I just feel like I am a little confused, and normally I would talk to one or both of my parents. Without a sibling, I don’t have someone in my exact shoes who can commiserate with me. My husband gets it but he also has his own stuff (and lots of siblings to shoulder family drama, so he can’t relate to the only child thing).
I am not really sure what I am asking! Maybe if you think it sounds like something a therapist could help with? Or maybe what to say to my parents?
Adult Child of Divorce
Well, first of all, I’m sorry to hear about your parents. That just ... sucks. Divorce is never fun, no matter how old you are. And not having siblings to bounce things off of or lean on? It sucks more! You are totally valid in all of your feelings, no matter how surprised you are to feel them.
That being said, yes, a therapist can help you. Did you really just ask me if issues with parents are a reason people go to therapy? HELLLOOOO, it’s basically, like, the only reason! I’m just kidding with you, but for real, people of all ages — especially adults! — deal with their parental problems in therapy. If you’re wondering if your problems are legitimate enough to warrant therapy, the answer is that everyone’s problems are legitimate, and having a surprisingly emotional reaction to the news of your parents divorce is something most therapists have dealt with before. You are not bringing anything new or "weird" to the table. Your feelings are valid, and they can be worked through and discussed and worked on through many avenues and channels. Therapy is the one I am most familiar with.

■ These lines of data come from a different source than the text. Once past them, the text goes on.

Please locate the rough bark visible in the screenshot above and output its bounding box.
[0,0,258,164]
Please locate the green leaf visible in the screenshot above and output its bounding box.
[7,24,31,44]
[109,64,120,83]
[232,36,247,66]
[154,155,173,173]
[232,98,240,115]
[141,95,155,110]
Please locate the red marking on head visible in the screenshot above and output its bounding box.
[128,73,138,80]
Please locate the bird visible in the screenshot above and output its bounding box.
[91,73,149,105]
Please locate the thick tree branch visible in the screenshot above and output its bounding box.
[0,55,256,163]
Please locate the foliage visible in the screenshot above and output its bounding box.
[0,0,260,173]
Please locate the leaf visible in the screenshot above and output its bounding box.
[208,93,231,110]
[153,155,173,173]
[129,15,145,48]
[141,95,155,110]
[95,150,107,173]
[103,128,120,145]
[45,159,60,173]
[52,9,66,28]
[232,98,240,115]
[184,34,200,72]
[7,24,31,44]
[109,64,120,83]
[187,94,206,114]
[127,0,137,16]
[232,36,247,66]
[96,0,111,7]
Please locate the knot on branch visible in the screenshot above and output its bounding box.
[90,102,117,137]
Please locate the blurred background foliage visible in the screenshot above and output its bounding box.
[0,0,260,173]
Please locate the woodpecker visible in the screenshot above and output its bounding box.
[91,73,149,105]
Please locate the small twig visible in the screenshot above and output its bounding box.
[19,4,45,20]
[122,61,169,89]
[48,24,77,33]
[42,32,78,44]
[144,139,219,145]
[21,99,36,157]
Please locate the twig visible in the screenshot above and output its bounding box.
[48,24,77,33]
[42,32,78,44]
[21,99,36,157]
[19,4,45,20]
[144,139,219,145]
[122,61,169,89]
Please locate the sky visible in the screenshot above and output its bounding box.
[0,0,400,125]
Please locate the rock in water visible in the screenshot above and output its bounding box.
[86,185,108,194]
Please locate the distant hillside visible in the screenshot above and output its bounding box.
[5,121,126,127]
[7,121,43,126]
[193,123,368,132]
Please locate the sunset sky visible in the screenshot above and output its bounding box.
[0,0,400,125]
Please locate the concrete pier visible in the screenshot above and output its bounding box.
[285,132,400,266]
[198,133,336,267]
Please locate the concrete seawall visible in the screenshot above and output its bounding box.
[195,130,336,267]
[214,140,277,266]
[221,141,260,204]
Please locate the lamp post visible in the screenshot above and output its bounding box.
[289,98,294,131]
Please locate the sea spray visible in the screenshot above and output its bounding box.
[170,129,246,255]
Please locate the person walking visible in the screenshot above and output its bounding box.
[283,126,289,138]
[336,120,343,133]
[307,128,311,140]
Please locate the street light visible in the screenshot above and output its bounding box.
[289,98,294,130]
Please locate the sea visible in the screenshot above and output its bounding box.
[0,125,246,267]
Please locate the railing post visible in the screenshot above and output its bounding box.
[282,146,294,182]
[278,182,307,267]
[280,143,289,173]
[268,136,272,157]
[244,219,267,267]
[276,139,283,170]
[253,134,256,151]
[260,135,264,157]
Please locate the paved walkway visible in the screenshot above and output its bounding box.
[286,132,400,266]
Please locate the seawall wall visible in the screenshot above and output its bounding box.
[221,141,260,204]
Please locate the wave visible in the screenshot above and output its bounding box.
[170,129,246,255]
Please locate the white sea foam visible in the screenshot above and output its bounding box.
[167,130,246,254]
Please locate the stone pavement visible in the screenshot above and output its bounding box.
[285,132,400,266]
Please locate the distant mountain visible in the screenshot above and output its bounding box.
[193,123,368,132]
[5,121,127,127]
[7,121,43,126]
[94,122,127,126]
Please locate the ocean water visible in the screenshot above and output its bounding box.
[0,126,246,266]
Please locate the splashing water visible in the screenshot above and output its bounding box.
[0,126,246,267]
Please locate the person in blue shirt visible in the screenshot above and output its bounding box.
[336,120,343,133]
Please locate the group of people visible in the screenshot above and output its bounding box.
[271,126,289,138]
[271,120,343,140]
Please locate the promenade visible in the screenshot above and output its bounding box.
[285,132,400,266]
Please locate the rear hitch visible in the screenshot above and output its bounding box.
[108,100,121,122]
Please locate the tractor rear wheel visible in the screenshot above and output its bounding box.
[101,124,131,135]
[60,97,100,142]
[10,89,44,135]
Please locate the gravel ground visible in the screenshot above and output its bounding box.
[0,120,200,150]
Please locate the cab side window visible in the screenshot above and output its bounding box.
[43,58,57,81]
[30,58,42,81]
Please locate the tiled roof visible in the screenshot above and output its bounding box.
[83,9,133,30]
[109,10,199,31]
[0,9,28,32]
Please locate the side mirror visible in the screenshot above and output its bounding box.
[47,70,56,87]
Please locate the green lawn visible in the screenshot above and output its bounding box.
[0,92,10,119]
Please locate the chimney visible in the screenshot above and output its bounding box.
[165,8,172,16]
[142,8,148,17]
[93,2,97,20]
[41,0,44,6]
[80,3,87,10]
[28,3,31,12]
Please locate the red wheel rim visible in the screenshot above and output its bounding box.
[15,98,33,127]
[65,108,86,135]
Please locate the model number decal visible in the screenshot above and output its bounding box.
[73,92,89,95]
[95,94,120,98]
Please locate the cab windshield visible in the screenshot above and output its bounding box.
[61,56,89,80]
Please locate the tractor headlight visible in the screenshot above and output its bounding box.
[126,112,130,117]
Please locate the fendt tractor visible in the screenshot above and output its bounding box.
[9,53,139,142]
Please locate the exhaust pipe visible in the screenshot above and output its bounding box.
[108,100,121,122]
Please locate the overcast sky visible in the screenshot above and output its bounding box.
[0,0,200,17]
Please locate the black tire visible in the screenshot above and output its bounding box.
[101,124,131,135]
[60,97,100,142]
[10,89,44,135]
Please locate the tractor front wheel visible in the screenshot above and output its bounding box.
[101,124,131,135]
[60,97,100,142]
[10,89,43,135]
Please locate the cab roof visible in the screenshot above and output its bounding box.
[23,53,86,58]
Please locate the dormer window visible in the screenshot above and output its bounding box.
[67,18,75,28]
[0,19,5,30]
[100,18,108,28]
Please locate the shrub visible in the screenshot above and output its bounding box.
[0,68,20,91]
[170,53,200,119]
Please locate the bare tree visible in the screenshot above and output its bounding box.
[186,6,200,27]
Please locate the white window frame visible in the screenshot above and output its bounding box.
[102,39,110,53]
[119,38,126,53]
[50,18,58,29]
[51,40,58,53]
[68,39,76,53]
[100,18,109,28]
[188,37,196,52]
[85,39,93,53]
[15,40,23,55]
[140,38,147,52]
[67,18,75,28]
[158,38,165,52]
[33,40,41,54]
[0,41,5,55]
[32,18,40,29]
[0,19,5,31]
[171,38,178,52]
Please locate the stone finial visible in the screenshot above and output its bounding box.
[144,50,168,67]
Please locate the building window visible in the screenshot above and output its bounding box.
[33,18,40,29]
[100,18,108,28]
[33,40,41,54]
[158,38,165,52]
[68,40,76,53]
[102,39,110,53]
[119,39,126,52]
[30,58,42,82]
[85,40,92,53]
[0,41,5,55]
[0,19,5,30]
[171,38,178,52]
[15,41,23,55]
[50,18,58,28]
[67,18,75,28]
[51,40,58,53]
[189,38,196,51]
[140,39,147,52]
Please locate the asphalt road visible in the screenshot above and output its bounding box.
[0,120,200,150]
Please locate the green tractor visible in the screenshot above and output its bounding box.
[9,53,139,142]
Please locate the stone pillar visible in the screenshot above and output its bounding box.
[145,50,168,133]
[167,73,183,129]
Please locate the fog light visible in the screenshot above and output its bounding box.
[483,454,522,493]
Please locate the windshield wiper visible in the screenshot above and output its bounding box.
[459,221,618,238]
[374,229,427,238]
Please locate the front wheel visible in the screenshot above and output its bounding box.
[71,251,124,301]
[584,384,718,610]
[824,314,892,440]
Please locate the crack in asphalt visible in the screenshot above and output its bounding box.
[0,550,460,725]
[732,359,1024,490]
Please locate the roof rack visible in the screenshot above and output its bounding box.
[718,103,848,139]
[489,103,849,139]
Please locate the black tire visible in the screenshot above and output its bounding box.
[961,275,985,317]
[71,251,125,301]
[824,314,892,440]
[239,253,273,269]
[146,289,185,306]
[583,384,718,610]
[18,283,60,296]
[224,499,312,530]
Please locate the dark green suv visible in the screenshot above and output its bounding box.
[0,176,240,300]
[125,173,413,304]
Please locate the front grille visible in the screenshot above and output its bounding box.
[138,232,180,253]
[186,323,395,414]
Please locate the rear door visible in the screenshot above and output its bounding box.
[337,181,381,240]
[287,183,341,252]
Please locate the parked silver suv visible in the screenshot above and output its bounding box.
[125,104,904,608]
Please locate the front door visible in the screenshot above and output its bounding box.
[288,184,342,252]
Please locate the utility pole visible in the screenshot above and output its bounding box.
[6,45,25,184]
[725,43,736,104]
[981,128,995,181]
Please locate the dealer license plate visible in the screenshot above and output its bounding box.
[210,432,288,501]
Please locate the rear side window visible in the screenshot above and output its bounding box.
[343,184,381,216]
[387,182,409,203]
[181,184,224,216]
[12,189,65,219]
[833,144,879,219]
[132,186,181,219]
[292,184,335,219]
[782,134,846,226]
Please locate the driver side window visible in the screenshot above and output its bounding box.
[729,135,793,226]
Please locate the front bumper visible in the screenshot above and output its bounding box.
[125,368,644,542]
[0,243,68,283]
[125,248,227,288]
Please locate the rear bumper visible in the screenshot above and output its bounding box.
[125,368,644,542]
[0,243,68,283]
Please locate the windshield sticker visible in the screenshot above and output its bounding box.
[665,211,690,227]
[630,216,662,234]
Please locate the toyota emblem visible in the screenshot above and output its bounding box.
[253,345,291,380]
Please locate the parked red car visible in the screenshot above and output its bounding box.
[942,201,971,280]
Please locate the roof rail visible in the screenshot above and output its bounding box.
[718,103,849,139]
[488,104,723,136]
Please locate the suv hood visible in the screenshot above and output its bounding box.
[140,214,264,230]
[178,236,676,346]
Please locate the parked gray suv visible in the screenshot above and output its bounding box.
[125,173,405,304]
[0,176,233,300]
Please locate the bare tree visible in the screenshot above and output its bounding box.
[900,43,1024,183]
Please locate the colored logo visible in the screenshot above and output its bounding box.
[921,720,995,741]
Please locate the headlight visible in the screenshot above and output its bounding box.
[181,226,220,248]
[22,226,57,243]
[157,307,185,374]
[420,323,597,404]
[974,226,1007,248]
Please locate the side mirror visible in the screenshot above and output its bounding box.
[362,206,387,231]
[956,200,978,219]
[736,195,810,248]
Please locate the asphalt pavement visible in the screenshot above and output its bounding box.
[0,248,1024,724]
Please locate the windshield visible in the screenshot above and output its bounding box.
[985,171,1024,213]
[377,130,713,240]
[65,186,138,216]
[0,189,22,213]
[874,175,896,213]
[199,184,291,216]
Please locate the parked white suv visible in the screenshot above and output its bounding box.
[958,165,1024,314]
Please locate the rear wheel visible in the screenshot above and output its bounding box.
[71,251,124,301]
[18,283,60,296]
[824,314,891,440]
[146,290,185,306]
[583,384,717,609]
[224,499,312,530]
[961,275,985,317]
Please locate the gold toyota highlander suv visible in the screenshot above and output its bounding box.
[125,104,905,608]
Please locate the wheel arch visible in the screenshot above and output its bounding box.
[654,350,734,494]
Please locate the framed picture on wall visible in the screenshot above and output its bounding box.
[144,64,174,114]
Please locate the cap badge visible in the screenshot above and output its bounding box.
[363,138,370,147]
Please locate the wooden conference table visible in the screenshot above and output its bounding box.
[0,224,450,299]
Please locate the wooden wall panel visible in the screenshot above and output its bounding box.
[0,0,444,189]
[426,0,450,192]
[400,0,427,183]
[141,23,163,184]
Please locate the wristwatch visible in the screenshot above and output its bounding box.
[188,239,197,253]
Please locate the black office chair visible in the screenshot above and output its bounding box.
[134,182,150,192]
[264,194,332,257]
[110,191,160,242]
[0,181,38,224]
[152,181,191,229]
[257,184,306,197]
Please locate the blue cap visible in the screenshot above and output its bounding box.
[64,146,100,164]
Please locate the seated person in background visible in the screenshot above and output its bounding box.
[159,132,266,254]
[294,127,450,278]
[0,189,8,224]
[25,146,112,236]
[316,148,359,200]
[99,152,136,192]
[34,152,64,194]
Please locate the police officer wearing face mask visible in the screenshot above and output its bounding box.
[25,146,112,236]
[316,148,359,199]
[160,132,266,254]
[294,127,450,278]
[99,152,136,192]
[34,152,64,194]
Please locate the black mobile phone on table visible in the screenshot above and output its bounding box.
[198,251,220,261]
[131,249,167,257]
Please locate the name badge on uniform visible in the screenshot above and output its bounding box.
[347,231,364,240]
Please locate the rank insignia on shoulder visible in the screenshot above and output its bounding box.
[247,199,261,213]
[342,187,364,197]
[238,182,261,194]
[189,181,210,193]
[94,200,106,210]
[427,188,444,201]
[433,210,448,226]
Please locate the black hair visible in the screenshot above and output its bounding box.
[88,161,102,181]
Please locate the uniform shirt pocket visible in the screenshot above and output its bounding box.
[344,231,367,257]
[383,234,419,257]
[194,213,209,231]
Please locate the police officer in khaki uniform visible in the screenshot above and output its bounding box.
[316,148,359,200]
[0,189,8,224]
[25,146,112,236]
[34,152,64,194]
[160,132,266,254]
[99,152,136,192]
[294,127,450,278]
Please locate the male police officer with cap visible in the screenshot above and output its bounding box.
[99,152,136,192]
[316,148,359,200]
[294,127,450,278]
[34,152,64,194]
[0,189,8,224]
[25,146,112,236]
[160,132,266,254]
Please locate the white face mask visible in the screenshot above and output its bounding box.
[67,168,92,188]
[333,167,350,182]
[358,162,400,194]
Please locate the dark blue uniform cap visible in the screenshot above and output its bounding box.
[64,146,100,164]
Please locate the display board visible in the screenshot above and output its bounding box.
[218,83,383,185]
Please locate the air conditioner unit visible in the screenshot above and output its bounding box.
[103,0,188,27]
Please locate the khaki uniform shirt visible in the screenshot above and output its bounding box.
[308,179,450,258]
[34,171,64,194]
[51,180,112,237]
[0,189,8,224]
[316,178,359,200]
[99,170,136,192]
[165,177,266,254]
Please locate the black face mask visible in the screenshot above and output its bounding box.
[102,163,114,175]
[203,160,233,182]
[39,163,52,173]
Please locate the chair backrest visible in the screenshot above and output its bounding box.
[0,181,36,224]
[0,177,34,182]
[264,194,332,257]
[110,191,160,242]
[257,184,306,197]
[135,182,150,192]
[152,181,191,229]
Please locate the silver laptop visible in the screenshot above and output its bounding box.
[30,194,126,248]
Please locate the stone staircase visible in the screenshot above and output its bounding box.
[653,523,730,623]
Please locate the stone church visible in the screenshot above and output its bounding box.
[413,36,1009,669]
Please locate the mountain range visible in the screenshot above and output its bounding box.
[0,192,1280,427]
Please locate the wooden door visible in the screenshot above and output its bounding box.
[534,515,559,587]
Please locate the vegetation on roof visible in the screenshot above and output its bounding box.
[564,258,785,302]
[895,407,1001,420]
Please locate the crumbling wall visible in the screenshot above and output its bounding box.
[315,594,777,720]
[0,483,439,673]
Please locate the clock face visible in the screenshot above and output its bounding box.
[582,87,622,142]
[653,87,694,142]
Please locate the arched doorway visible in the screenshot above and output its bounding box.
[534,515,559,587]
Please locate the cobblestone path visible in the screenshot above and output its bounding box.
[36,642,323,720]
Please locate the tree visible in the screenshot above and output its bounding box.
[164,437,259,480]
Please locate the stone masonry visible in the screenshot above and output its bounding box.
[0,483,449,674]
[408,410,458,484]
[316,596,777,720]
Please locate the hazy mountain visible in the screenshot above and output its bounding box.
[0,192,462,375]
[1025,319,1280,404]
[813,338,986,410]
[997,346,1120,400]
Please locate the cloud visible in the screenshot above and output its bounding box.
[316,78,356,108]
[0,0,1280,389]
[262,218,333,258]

I'll warn you to say that therapy can be overwhelming in the beginning of your exploration. Finding a therapist can take time (and a little trial and error), and if you’re not used to speaking to a mental health professional, it may take a few sessions to get into a groove where you feel comfortable opening up about personal issues. Be prepared to talk (a lot!) and be prepared for there to be no right or wrong answers ... and definitely no quick fixes.
But if you feel comfortable, go to therapy. Run to therapy. Therapy is helpful and humbling and wonderful. Your therapist will want to talk to you endlessly about your feelings on your parents divorce. You will get a new perspective and it will be both liberating and depressing, but it will be a very healthy way for you to process how you feel with a truly neutral party who does not side with either of your parents but who sides with you. That will be powerful; I promise.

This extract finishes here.